O terrorismo alimenta-se da quebra de confiança dos cidadãos nas instituições. A barbárie serve-se do mediatismo do sofrimento em direto para desacreditar o sistema vigente. Uma imagem vale mais do que mil palavras. Sobretudo se envolve crianças. A dor retratada na sua forma indefesa.

Ora, a repulsa quase coletiva não demora a fazer-se acompanhar da necessidade de encontrar culpados. O sistema é chamado à colação. Duplamente responsabilizado. Por não ter criado condições para prevenir o terrorismo. Por não saber lidar com o fenómeno de forma a desmantelar as iniciativas terroristas.

Neste ponto, os partidos populistas são exímios. Sabem erguer bandeiras até então propriedade de outros fenómenos, como o nacionalismo. A necessidade de proteger a comunidade – nós – contra a presença estranha – eles, os outros. O racismo e a xenofobia esquecem o politicamente correto e tomam conta do discurso populista.

Assim sendo, o terrorismo fornece o motivo para o recrudescimento do populismo. A elite é apresentada como incapaz de assegurar a segurança dos cidadãos e a manutenção dos valores próprios da homeland.

Não é por acaso que os principais partidos populistas defendem que a recuperação da soberania nacional passa, entre outras medidas, pelo controlo das fronteiras e da imigração.

Porém, existe outra abordagem que não deve ser olvidada. Aquela que explica o papel negativo do populismo no florescimento do terrorismo.

A falta de política também representa uma forma de política. Por isso, nos regimes democráticos, os populistas acusam a casta governante pela radicalização dos jovens que, vítimas de uma «política ao Deus dará», se deixam embalar pela narrativa terrorista apostada na destruição do modelo civilizacional ocidental.

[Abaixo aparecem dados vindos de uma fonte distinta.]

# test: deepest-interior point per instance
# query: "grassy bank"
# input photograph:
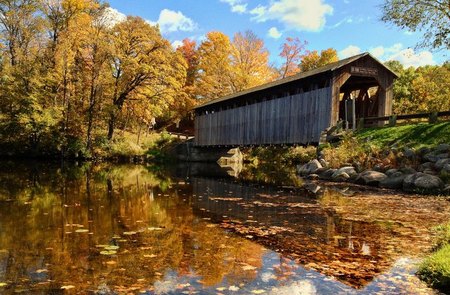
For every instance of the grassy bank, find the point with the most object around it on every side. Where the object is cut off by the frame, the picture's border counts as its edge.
(413, 136)
(435, 269)
(384, 147)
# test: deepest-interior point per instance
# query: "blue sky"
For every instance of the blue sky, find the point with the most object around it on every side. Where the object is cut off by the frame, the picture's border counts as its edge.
(349, 26)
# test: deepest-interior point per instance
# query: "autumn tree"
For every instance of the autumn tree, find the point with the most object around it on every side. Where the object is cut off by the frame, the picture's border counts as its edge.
(314, 60)
(432, 17)
(189, 52)
(215, 69)
(429, 90)
(19, 26)
(250, 61)
(144, 68)
(292, 52)
(403, 102)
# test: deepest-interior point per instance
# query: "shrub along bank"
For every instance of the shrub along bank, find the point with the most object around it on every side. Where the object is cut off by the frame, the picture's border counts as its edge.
(435, 269)
(414, 158)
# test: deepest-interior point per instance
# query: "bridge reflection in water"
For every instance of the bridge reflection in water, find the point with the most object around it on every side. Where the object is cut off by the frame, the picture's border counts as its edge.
(353, 238)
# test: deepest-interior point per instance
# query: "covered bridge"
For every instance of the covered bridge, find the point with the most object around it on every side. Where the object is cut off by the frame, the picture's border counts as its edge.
(296, 110)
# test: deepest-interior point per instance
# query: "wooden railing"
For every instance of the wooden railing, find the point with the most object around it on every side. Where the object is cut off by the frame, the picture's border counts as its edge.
(432, 118)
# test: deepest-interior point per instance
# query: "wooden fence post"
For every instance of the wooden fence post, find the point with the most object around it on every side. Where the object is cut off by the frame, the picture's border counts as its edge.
(392, 120)
(433, 118)
(360, 124)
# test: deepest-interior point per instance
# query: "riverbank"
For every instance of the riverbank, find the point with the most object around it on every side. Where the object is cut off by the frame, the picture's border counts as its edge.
(412, 158)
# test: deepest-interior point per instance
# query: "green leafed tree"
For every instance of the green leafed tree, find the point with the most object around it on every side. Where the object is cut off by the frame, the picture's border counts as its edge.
(314, 60)
(432, 17)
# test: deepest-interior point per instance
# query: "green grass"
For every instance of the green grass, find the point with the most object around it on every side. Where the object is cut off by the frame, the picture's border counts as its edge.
(414, 135)
(435, 269)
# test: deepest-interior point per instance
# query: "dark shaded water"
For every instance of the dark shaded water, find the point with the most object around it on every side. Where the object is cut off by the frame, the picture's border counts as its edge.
(133, 229)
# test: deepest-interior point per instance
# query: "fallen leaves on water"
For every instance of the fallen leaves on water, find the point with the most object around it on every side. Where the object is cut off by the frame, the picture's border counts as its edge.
(225, 199)
(129, 233)
(82, 230)
(150, 255)
(248, 267)
(108, 252)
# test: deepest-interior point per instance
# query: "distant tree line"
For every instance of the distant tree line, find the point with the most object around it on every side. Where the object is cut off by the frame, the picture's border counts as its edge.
(71, 75)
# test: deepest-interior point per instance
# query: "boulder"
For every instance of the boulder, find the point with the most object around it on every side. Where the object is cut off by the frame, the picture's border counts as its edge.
(310, 168)
(340, 176)
(446, 169)
(446, 190)
(421, 182)
(370, 177)
(313, 176)
(424, 166)
(409, 153)
(350, 170)
(326, 175)
(441, 163)
(408, 170)
(391, 172)
(393, 182)
(443, 148)
(434, 157)
(397, 174)
(429, 171)
(312, 187)
(324, 163)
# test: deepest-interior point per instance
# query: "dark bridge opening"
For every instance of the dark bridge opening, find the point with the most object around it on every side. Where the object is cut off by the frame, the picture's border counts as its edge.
(359, 98)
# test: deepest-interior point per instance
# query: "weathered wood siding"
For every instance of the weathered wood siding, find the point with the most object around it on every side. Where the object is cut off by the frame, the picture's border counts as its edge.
(293, 119)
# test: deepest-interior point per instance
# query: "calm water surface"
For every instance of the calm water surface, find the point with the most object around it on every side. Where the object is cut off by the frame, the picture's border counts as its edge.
(105, 229)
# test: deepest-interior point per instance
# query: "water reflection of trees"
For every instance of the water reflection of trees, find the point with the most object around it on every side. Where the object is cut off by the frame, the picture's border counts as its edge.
(53, 221)
(353, 238)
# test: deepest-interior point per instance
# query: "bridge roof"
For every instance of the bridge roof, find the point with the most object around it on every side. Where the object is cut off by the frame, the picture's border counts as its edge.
(327, 68)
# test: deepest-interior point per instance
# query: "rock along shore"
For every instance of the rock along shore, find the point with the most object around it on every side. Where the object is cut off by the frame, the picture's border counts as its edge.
(427, 172)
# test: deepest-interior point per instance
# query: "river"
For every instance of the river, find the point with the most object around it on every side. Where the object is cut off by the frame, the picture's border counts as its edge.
(133, 229)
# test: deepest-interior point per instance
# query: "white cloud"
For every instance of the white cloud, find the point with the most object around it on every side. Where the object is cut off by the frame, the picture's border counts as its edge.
(305, 287)
(301, 15)
(381, 51)
(349, 51)
(407, 56)
(411, 59)
(378, 52)
(172, 21)
(112, 16)
(236, 5)
(274, 33)
(177, 43)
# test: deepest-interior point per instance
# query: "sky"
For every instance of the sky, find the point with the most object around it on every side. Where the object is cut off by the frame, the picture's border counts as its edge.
(349, 26)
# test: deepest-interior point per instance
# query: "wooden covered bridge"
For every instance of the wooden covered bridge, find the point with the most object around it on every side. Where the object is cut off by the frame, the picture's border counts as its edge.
(296, 110)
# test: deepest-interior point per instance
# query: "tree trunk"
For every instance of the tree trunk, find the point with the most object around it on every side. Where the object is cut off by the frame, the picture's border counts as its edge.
(111, 125)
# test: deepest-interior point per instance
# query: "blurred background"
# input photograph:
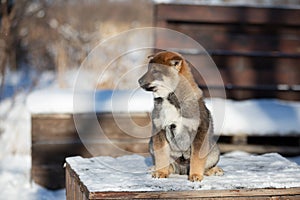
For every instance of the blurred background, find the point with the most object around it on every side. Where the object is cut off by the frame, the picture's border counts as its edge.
(255, 45)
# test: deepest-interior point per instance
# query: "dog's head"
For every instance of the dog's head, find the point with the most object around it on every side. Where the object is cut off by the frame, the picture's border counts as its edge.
(163, 73)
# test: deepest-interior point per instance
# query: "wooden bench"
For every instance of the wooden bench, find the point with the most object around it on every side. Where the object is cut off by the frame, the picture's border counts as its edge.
(246, 177)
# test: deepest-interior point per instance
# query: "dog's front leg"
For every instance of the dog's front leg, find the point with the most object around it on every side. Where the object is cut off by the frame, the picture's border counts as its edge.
(199, 153)
(161, 155)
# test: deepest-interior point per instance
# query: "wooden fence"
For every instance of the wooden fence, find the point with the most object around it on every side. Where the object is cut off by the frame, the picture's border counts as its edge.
(256, 49)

O padre António Vieira dizia que, em tempo de guerra, nem Deus estava seguro no sacrário. O terrorismo que usa a religião como pretensa justificação encarrega-se de substituir o pão nosso de cada dia pela desconfiança e pelo medo.

Afinal, existe uma relação efetiva entre populismo e terrorismo. Mesmo quando o primeiro cresce por conseguir fazer passar a mensagem de que é preciso combater o segundo.

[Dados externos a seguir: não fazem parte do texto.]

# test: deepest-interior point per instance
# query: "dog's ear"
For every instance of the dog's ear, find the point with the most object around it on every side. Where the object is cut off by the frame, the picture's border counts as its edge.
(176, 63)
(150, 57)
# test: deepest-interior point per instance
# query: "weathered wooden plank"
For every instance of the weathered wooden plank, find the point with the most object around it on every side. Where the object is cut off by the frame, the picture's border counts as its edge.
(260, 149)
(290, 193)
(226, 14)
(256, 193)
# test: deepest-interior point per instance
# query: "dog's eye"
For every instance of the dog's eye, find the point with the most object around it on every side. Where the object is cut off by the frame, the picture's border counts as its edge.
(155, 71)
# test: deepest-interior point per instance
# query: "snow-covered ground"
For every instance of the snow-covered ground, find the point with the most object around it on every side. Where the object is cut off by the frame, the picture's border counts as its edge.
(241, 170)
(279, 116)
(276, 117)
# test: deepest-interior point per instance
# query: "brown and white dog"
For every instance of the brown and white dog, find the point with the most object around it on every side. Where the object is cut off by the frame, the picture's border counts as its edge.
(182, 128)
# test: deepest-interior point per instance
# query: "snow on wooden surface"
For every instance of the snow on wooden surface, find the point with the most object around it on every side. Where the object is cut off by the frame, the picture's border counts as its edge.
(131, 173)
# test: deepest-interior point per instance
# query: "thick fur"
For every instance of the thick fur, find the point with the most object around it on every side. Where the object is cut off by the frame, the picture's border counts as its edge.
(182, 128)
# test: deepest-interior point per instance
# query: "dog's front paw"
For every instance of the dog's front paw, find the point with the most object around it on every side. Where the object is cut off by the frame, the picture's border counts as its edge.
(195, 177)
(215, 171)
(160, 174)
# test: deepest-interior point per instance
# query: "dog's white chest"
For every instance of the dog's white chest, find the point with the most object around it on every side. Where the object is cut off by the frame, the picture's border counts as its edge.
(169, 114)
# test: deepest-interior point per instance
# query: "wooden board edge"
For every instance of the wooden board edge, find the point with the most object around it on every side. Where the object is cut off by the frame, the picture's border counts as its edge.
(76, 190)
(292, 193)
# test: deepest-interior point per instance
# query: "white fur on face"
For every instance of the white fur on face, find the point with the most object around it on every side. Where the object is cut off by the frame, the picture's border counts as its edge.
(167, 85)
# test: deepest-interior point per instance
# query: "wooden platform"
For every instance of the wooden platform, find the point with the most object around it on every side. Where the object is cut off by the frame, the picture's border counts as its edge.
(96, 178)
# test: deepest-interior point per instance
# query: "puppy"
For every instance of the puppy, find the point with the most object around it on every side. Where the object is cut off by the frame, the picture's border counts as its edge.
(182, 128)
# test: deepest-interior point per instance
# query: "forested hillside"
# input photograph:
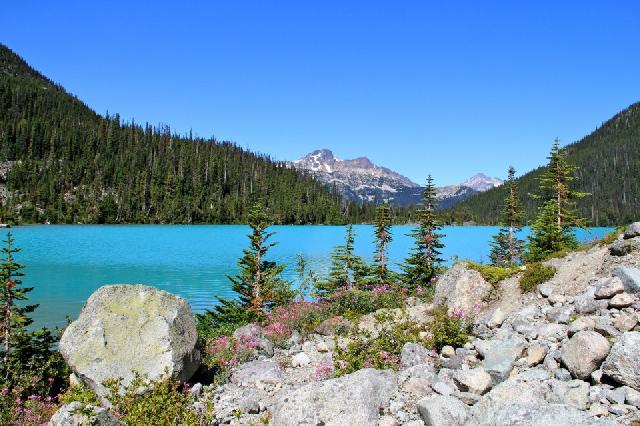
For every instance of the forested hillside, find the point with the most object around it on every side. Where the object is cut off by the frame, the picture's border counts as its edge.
(62, 162)
(609, 169)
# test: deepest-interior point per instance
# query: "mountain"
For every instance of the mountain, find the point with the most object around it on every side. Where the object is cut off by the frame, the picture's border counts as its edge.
(361, 180)
(64, 163)
(609, 169)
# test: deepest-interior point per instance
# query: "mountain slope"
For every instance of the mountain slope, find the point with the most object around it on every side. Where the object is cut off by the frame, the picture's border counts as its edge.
(62, 162)
(609, 169)
(361, 180)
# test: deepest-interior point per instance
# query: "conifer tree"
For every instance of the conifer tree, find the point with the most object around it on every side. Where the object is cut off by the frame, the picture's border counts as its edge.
(553, 229)
(383, 237)
(424, 263)
(506, 248)
(27, 358)
(259, 283)
(14, 317)
(347, 268)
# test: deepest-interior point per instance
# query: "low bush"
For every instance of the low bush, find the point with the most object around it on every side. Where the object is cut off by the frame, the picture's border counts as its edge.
(382, 352)
(449, 330)
(166, 402)
(493, 275)
(534, 275)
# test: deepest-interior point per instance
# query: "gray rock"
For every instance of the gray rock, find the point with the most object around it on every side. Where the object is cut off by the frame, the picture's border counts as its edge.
(414, 354)
(552, 332)
(630, 278)
(249, 406)
(439, 410)
(534, 414)
(586, 302)
(632, 231)
(460, 288)
(573, 392)
(500, 355)
(632, 397)
(535, 354)
(124, 329)
(448, 351)
(261, 371)
(475, 380)
(300, 359)
(622, 300)
(354, 399)
(609, 287)
(581, 324)
(442, 388)
(255, 333)
(623, 362)
(624, 247)
(625, 322)
(75, 414)
(584, 352)
(560, 314)
(562, 374)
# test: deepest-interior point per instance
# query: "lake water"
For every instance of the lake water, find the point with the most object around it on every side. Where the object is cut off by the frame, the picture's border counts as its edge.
(66, 263)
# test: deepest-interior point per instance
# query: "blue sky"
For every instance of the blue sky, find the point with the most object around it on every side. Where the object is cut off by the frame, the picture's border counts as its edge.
(420, 87)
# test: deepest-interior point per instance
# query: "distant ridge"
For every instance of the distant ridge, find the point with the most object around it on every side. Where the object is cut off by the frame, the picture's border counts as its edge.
(361, 180)
(609, 169)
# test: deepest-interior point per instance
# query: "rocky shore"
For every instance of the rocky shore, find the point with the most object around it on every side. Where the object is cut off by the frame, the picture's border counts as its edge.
(567, 353)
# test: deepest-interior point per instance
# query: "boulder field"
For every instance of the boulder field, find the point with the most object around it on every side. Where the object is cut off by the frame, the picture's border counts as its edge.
(567, 353)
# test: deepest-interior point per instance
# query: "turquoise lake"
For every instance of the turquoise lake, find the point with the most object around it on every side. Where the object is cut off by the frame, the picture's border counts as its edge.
(66, 263)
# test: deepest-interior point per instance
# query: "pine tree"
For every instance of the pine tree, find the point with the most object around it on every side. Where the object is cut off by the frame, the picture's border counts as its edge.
(259, 283)
(424, 263)
(506, 248)
(553, 229)
(347, 268)
(383, 237)
(27, 358)
(14, 317)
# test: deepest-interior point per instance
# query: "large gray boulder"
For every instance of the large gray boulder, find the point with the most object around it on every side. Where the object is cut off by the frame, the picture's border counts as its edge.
(623, 362)
(441, 410)
(584, 353)
(460, 288)
(124, 329)
(78, 414)
(354, 399)
(630, 278)
(500, 355)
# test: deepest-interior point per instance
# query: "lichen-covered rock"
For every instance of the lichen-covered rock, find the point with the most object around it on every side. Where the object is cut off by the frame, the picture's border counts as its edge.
(124, 329)
(354, 399)
(474, 380)
(255, 333)
(584, 352)
(460, 288)
(414, 354)
(623, 362)
(77, 414)
(632, 231)
(624, 247)
(262, 371)
(500, 355)
(440, 410)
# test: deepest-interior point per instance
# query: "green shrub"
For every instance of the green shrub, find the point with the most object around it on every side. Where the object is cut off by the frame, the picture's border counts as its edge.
(79, 393)
(449, 330)
(382, 352)
(166, 402)
(493, 275)
(534, 275)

Como a vida mostra, a morte do hospedeiro está longe de servir os interesses do parasita.

Manchester é, apenas, o mais recente exemplo dessa ligação. Talvez seja tempo de refletir sobre o papel que o populismo e o terrorismo desempenharam no Brexit e no facto de o Reino Unido ser o segundo país da União Europeia que mais combatentes fornece ao Daesh.

Para que conste, o primeiro exportador de jihadistas para a Síria é a França. Um país onde o terrorismo tem ajudado – e muito – à afirmação de um populismo que tem direito a um rosto e a nome de família.